All kidding aside, this was one smooth operator. The press is silent as to the reason 39-year-old Chunbo Shen married the 76-year-old man from Kingston, WA, whom she met online. We know little about the Illinois husband, except that he exists, which also means he didn't check public records before marriage.

The Washington husband found his wife's joint tax return with this other husband on his computer. Now he understood all the trips she took; she must have said she was visiting family, and she was. Ironically, she was even arrested at the airport: Kitsap County has charged her with bigamy. All good things come to an end. Both husbands would make ideal 'poster children' for reasons to explore public records before getting married.

And that is the moral of the story, as I see it.
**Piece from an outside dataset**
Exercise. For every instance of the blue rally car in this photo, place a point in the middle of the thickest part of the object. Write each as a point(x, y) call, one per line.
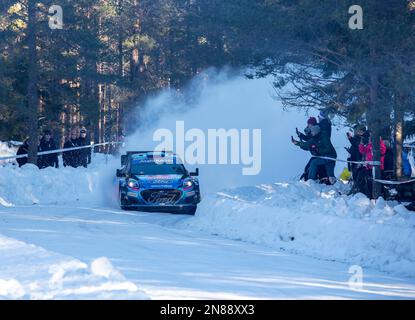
point(157, 182)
An older American man marrying a pretty young immigrant woman should come down to earth and realize it's not his masculine prowess she is after. I don't mean to imply that all such relationships are corrupt, but there is a large precedent.

Before you blindly trust someone, why not build your trust on solid ground? Check out your intended's background and verify that there is no other marriage certificate on file. While you are at it, make sure she has no civil judgments, liens or bankruptcies, or even criminal history. You can find all that information in public records.

Then you'll at least know whether the love of your life has reasons to deceive you, or not. Romance is wonderful, but trust is earned; there is nothing wrong with protecting your interests. Better safe than sorry. How many more cliches do I need to employ to convince you?